FOUR-TON STEEL BLOCK, EVEN DROPPED SHORT DISTANCE, MAKES OUT N.Y.S. LABOR LAW "FALLING-OBJECT CLAIM" FOR INJURED WORKER (Posted by Brooklyn injury attorney Gary E. Rosenberg on Apr 8, 2012)

**************************************************

Order, Supreme Court, New York County (Milton A. Tingling, J.), entered June 24, 2011, which denied plaintiff's motion for summary judgment on his Labor Law Sec. 240(1) cause of action, unanimously affirmed, without costs.

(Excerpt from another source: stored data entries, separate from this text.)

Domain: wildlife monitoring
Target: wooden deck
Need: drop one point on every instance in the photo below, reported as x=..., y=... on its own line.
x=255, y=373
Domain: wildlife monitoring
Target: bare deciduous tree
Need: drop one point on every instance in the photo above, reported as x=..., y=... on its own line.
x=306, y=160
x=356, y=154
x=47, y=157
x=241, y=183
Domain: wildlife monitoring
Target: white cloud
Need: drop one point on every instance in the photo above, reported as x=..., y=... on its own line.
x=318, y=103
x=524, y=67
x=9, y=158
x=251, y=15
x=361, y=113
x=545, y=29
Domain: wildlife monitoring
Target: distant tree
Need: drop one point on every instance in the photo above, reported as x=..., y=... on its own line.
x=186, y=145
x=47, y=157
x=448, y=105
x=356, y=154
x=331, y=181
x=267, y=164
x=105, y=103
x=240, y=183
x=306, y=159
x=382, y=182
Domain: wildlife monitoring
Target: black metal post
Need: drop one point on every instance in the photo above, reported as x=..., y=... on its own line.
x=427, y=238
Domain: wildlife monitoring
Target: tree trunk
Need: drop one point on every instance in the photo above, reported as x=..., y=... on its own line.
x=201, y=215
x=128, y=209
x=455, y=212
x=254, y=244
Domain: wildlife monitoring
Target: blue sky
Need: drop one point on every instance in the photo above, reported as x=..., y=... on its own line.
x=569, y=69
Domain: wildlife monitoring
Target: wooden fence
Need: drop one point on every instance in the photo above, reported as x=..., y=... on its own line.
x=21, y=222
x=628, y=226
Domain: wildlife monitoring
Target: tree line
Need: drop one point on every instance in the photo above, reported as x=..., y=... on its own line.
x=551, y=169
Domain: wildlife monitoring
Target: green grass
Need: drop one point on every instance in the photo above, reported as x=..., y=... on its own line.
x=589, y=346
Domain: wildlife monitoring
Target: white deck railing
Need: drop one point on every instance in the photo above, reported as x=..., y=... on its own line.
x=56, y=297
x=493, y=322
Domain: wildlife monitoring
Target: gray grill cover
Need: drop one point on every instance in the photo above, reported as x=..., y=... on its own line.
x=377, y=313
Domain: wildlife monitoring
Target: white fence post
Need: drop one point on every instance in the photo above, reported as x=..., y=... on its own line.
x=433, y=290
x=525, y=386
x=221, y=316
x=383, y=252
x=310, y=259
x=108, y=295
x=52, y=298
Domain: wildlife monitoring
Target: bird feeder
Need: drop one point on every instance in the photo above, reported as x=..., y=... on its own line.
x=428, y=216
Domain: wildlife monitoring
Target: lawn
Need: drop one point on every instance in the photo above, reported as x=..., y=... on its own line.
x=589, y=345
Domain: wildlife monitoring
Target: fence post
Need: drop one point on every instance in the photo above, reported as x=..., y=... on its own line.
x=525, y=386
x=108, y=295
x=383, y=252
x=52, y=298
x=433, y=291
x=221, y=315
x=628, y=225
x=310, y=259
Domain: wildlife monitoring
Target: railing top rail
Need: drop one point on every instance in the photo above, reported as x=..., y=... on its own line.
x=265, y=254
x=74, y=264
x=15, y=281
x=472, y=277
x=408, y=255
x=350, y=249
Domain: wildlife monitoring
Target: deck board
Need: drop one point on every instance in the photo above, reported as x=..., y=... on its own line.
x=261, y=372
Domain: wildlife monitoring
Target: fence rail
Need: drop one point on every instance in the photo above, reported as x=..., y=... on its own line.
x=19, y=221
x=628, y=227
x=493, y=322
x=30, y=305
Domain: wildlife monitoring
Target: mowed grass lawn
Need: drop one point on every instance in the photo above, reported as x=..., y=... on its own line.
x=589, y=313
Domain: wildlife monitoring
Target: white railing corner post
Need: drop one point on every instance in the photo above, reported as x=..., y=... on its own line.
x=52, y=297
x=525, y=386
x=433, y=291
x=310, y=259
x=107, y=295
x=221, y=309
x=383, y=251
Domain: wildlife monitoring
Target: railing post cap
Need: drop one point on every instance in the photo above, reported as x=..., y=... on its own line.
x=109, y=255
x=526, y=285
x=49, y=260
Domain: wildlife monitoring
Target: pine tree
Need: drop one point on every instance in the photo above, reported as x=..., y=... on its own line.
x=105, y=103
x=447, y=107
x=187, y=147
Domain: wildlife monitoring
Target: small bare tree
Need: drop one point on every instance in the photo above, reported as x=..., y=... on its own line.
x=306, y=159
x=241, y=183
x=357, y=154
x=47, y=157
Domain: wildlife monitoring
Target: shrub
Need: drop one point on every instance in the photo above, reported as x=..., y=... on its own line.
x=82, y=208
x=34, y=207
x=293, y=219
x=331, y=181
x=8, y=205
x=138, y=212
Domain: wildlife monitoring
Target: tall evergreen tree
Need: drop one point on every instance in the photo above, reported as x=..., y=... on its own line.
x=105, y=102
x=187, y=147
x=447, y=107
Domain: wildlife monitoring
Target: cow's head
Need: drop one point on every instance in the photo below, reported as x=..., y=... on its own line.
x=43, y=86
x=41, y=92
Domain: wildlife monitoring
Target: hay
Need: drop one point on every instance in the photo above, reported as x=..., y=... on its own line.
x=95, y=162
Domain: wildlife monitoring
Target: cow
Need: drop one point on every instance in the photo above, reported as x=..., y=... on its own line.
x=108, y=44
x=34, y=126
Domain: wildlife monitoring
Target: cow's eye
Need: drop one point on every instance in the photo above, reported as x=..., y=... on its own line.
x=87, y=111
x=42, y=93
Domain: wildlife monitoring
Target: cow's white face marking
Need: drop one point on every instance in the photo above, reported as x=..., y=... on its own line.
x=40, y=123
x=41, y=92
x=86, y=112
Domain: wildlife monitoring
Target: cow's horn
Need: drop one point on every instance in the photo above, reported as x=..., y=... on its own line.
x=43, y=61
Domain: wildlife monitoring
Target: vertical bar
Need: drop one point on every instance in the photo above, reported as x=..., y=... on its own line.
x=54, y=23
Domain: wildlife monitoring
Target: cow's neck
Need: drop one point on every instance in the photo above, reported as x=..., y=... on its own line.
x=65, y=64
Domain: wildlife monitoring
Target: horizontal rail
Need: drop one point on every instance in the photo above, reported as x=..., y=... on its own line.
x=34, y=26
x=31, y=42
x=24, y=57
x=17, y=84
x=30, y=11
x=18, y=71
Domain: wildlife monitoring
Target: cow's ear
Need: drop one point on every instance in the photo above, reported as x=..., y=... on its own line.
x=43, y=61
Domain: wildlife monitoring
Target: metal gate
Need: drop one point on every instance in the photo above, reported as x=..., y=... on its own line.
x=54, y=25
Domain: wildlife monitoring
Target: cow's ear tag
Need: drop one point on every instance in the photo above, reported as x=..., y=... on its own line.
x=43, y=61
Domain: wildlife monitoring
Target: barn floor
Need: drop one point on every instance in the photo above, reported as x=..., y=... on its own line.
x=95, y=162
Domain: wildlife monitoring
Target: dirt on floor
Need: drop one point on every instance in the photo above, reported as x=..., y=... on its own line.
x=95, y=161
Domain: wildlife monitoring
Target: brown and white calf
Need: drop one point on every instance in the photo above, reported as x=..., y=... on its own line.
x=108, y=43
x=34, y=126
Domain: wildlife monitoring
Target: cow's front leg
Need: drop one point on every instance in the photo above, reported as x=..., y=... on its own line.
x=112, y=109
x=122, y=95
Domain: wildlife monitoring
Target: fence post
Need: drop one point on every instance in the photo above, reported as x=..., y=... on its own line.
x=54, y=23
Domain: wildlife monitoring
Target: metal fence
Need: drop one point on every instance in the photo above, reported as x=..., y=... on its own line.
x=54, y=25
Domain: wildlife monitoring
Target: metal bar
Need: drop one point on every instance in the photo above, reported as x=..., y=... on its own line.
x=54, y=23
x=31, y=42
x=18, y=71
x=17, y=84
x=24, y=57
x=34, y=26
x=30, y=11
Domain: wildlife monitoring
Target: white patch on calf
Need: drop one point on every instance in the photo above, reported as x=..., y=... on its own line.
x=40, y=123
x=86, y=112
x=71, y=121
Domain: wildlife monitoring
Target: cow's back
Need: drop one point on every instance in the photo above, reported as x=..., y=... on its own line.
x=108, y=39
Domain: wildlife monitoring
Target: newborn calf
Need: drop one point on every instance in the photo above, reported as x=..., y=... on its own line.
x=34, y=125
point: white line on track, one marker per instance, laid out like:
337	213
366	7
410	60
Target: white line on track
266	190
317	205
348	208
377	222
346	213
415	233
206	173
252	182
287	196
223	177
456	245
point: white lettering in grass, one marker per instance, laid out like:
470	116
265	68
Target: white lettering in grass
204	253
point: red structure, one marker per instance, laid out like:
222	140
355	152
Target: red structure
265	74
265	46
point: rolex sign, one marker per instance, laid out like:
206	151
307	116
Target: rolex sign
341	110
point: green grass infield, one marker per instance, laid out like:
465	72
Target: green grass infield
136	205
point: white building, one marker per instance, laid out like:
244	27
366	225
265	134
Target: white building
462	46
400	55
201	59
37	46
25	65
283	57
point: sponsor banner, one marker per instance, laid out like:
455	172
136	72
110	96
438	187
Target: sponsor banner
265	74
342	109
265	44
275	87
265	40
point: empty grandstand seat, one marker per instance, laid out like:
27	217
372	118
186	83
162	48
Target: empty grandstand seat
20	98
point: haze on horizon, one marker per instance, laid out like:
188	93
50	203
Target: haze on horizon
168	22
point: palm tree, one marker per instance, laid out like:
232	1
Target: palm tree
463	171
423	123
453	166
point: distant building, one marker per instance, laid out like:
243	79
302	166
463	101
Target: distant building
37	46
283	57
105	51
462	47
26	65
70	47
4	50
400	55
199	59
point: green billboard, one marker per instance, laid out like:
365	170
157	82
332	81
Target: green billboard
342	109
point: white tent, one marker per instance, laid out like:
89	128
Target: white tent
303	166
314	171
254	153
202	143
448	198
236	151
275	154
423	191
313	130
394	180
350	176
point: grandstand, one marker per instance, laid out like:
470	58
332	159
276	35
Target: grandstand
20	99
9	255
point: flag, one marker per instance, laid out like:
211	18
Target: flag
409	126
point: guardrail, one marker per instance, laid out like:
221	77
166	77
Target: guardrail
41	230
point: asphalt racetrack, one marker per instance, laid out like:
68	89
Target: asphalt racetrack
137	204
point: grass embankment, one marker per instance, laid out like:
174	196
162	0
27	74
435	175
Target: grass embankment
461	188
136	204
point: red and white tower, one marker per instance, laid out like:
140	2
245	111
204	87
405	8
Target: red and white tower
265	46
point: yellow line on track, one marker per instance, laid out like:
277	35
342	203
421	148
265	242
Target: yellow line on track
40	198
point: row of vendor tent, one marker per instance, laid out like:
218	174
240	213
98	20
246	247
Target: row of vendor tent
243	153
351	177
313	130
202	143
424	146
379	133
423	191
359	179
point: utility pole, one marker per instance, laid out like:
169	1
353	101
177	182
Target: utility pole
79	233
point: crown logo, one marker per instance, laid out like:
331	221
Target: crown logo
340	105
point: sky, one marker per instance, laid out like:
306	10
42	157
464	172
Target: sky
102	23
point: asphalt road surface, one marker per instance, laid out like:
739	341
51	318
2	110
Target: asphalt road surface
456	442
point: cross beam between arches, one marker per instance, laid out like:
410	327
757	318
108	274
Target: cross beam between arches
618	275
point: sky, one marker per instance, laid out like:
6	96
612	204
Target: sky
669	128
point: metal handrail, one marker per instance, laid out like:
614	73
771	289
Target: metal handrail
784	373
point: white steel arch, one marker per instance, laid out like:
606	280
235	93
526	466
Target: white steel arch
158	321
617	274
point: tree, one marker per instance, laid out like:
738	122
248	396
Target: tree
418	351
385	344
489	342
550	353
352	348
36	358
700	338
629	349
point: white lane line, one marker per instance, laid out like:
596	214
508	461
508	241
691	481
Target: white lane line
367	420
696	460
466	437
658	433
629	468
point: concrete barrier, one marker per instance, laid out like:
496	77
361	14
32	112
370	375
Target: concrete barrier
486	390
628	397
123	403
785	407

Plaintiff, an employee of third‑party defendant Wilkstone, LLC, was working at a construction site owned by defendant 112 West 34th Street Company, LLC and managed by defendant Manhattan Contracting Corporation, when he was injured while installing temporary lighting. Plaintiff was standing on the third rung of a closed A‑frame ladder that was propped up against a wall, when he was struck on the head by a conduit pipe that housed wires, which partially detached from the wall and swung downward.

Summary judgment was properly denied as there are triable issues of fact which exist regarding whether the conduit pipe constituted a falling object within the meaning of Labor Law Sec. 240(1) and whether the events leading to plaintiff's injury were due to the absence or inadequacy of a safety device of the type enumerated in the statute (see generally Wilinski v. 334 East 92nd Hous. Dev. Fund Corp., 18 N.Y.3d 1, 935 N.Y.S.2d 551, 959 N.E.2d 488 [2011]; Narducci v. Manhasset Bay Assoc., 96 N.Y.2d 259, 727 N.Y.S.2d 37, 750 N.E.2d 1085 [2001]).

Additionally, although plaintiff maintains that he fell from the ladder when he was hit on the head, there is conflicting evidence as to whether he deliberately jumped, was knocked off by the pipe, or lost his footing when the ladder allegedly "shook," precluding a determination, as a matter of law, that the ladder constituted an inadequate safety device (see Antenucci v. Three Dogs, LLC, 41 A.D.3d 205, 838 N.Y.S.2d 513 [2007])

We have considered plaintiff's remaining arguments and find them unavailing.